After four years of checking the web pages it indexes for malware that could infect customers and 3 million warnings per day to users about to click on search results that might net them a dose of malware as well as information, Google has learned a few lessons about how hard it is to spot malware.
It issued a report explaining how hard it is to identify malware embedded in a malicious site, and what it has done about it.
Usually the problem with tech-industry surveys is that the number of respondents or volume of data aren't high enough to offer a statistically valid sample.
Not this time.
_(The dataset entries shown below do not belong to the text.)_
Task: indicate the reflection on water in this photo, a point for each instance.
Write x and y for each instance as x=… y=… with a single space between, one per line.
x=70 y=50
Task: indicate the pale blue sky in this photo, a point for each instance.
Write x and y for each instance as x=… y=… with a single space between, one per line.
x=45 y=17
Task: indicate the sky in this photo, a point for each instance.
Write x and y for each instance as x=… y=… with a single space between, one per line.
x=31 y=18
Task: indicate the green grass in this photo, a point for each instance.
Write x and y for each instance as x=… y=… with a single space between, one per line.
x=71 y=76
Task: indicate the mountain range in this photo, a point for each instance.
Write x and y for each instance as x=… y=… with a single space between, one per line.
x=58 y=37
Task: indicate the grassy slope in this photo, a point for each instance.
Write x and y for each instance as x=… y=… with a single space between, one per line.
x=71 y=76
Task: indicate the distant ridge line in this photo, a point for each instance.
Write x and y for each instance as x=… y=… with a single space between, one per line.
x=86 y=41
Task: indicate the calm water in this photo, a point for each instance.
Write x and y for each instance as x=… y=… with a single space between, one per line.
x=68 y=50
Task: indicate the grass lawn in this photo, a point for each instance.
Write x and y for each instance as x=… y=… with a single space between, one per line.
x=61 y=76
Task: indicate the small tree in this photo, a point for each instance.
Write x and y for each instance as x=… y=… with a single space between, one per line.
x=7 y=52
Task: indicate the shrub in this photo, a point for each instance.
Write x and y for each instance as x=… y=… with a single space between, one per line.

Google's analysis covers 160 million web pages on 8 million sites, focusing on both the social and technical engineering malware distributors use to get their bits of nasty to launch on your hard drive.
The most frequent use of social engineering is to have malware pose as an anti-virus product or browser plugin, but only 2 percent of the sites went the social route.
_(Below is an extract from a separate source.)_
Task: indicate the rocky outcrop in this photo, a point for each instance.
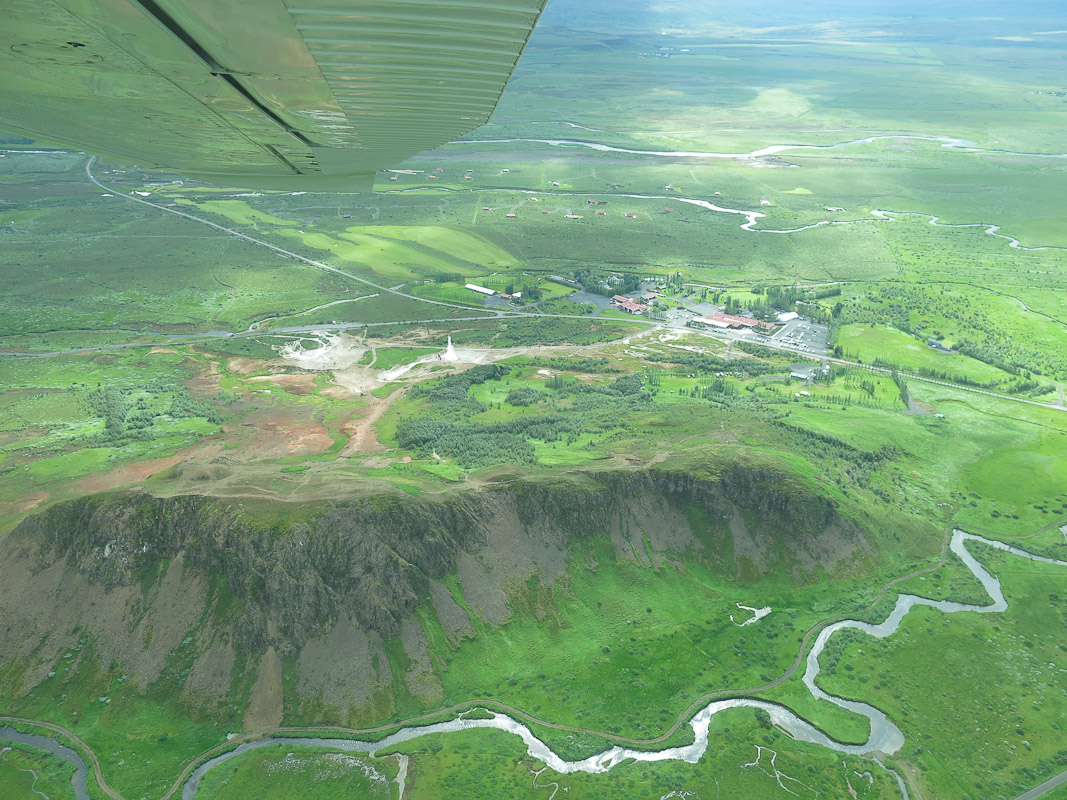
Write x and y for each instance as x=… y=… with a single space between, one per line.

Most are drive-by downloads – which exploit a weakness in the browser to keep it from blocking malware from downloading and installing automatically.
Drive-bys are where the malware and anti-malware are most directly at odds. Antivirus and operating-system vendors update their recognition tables and plug vulnerabilities so quickly that malware writers have to keep switching from one exploit to another to keep from being flagged and blocked.
The freakiest technique is "IP cloaking" – a way to hide a malware-download site in plain sight by setting it up to it will show legitimate content to anything it identifies as a malware scanner and malicious content to everyone else.
In their blog about the report, Google's security team makes a point of saying they run their scans in different ways to make it harder for IP-cloaked sites to identify them as a scanner rather than a browser.
Judging by the steep increase in use of cloaking for individual sites and entire domains, Google's emulation isn't all that effective.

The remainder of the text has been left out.